Wellcome Trust launches new open access platform

20 Jul 2016 | News
Scientists will be encouraged to publish findings ahead of peer review, with papers going online just a week after submission. The research charity hopes other funders will follow its lead

The world’s second-biggest non-government funder of medical research, the Wellcome Trust, is launching an open access publishing website Wellcome Open Research, via which its grantholders will be able to rapidly publish all outputs from their research.

That will include everything from standard research articles and data sets, to case reports, protocols, and null and negative results.

There is no editorial function, but every submission will have to pass a series of objective checks.

The platform will also include a transparent peer review process, which rather than before publication, will take place afterwards.

Any article must be accompanied with all supporting data, allowing other researchers to analyse and replicate published studies.

Publishing a paper will only take a week. “This is much quicker than the traditional publishing model, where the average time between submission and acceptance is around 100 days,” said Robert Kiley, Wellcome’s head of digital services.

Once an article is published, it will be indexed in major bibliographic outlets and deposited in PubMed Central and the Europe PubMed Central repository.

By disseminating results almost immediately, Wellcome Open Research will ensure critical advances in urgent areas of research are not held up by lengthy journal processes, the trust says.

The transparent peer review process is intended to encourage constructive feedback from experts focussed on helping the authors improve their work, rather than on making an editorial decision to accept or reject an article.

Kiley said, “This model shifts towards wholly open research publishing, and will bring benefits to researchers and institutions, as well as to society more broadly.”

One of the long-term aims is to start a shift in research and researcher assessment away from journal-based impact measures as a proxy for the value of a particular piece of research, and towards direct assessment of the output itself, whether it be an article, or in another form such as a dataset or software tool.

Wellcome has supported so-called hybrid open access, in which it pays article processing charges for grantees publishing in traditional subscription-based journals, and in return requires publishers to make articles freely available immediately after publication.

In 2014 – 2015 the trust spent almost £5 million on such article processing charges.
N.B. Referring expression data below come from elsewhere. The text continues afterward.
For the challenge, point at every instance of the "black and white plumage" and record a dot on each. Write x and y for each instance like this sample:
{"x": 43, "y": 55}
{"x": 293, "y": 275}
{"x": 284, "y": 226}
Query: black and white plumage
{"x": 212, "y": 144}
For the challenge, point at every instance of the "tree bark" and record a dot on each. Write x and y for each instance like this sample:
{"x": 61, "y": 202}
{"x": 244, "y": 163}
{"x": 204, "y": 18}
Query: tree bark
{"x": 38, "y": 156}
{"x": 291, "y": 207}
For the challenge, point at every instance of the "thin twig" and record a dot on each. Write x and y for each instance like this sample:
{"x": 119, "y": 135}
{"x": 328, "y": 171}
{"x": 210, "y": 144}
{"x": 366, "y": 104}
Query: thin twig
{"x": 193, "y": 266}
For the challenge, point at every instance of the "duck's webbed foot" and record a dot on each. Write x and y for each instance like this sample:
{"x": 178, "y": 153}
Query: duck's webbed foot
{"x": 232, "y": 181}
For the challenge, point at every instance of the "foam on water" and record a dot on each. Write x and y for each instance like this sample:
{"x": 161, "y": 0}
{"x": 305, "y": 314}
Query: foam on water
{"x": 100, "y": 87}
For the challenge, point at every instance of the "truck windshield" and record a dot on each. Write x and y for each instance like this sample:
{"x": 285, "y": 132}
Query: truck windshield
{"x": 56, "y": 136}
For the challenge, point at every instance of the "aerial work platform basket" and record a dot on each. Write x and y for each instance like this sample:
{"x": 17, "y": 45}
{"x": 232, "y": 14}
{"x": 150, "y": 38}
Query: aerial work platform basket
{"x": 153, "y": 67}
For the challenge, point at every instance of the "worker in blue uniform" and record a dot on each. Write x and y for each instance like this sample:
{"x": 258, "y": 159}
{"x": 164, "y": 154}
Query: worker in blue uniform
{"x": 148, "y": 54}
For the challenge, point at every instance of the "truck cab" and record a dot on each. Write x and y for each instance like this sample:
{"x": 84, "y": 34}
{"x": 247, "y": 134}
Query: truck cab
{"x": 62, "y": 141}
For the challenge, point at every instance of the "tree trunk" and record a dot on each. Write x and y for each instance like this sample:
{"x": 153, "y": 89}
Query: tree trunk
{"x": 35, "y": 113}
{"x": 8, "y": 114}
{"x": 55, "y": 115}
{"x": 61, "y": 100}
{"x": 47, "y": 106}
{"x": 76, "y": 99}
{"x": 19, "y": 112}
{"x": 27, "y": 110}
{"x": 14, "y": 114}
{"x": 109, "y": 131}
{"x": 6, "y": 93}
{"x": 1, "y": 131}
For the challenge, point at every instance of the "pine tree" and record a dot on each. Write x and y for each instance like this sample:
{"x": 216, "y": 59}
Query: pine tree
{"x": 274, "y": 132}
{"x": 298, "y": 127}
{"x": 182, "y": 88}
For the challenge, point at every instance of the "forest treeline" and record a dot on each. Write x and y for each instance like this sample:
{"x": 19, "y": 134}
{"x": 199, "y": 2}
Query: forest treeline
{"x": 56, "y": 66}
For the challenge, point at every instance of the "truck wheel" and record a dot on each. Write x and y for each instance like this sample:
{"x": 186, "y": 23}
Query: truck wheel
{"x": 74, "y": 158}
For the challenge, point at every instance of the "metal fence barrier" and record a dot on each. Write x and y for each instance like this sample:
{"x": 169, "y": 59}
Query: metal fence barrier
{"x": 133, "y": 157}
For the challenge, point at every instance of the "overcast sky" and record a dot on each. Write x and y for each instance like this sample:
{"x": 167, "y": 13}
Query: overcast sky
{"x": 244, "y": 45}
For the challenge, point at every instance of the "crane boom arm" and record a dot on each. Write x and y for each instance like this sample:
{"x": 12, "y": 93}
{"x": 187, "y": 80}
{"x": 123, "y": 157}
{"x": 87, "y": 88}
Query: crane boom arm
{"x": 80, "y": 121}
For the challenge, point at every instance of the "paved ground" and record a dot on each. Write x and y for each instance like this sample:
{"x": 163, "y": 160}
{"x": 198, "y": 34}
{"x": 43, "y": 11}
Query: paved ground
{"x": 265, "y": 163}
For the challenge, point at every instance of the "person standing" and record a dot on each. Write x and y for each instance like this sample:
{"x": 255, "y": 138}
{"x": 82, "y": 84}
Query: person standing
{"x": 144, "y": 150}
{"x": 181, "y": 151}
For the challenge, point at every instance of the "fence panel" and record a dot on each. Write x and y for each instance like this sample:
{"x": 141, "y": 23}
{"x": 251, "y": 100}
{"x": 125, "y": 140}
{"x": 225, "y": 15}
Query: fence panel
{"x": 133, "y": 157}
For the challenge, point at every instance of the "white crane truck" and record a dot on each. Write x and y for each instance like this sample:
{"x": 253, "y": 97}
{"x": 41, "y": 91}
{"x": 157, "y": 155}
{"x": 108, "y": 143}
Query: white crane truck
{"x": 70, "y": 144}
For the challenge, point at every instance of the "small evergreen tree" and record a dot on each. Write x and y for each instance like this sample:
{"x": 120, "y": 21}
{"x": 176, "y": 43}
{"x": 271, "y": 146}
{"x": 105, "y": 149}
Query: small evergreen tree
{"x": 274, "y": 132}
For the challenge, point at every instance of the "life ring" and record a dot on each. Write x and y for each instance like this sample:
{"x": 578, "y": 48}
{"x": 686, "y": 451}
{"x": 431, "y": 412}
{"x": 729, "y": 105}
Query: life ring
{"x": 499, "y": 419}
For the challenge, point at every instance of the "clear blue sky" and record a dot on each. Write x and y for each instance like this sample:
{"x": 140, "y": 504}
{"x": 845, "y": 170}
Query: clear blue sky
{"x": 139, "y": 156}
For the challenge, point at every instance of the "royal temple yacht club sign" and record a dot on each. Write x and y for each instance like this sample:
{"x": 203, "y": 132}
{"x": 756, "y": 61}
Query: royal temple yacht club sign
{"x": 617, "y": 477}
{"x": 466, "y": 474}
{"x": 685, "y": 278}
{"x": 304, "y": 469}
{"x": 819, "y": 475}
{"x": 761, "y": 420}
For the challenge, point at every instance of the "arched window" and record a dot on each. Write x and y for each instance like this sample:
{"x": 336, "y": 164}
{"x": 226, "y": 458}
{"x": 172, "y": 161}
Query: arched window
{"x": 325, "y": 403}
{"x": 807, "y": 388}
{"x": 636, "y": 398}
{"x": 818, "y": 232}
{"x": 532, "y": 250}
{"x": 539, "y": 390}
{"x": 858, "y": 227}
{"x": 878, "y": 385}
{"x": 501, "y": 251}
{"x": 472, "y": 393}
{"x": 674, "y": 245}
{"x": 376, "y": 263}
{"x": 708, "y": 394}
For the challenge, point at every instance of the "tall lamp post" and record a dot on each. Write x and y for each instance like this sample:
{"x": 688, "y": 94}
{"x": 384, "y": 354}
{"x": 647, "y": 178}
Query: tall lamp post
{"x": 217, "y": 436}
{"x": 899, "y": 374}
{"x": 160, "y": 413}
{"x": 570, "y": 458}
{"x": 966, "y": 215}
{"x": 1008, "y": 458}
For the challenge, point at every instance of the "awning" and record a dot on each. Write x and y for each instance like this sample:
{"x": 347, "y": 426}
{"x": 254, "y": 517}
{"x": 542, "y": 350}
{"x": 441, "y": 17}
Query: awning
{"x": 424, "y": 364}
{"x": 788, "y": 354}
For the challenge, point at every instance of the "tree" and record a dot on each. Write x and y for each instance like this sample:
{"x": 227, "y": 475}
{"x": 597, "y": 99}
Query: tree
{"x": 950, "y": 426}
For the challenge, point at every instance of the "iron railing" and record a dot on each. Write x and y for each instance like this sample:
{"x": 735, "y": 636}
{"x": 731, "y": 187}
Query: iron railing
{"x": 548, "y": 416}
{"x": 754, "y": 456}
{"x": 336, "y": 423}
In an analysis published in March, Kiley said hybrid open access is significantly more expensive than fully open access. “As a whole the level of service provided by hybrid publishers is poor and is not delivering what we are paying for,” Kiley said.

A full 30 per cent of articles, for which Wellcome had paid £765,000 in processing fees, were not available when the Trust checked in January. “Spending this level of money and not having access to the article in the designated repository is clearly unacceptable,” said Kiley.

File drawer problem

In addition to trying to overcome the fixation on publishing in high impact factor journals, Kiley believes the new website will allow researchers to overcome the 'file drawer problem' and publish negative or non-confirmatory results.

A recent study of 221 social science experiments found that two-thirds of null results didn’t see the light of day. By contrast, researchers wrote up 96 per cent of the studies with statistically strong results.

“Publishing negative and null results is good for both science and society. It means researchers don't waste time on hypotheses that have already been proved wrong, and clinicians can make treatment decisions with more evidence,” said Kiley.

Wellcome Trust hopes that over time all open access ventures will merge into one website.

“We hope that other funders will follow our lead. We also hope that, over time, funder-specific platforms will merge into a single international platform that's open to all researchers,” Kiley added.

Open access movement

The announcement will be seen as a vital step on the path to making all scientific papers in the EU freely available by 2020, a goal agreed by research ministers back in May.

The Wellcome Trust is an influential mover in the open science movement and was the first research funder to introduce a mandatory open access policy in 2005.

Since then, a total of 157 research funders from around the world, have introduced open access policies.

Universities have also recognised the value of making research outputs freely available, as seen by the fact that 514 of them now have open access policies.

Currently, less than a quarter of all scientific papers are accessible on an open access basis, with the results of most publicly-funded research only available by subscribing to scientific journals.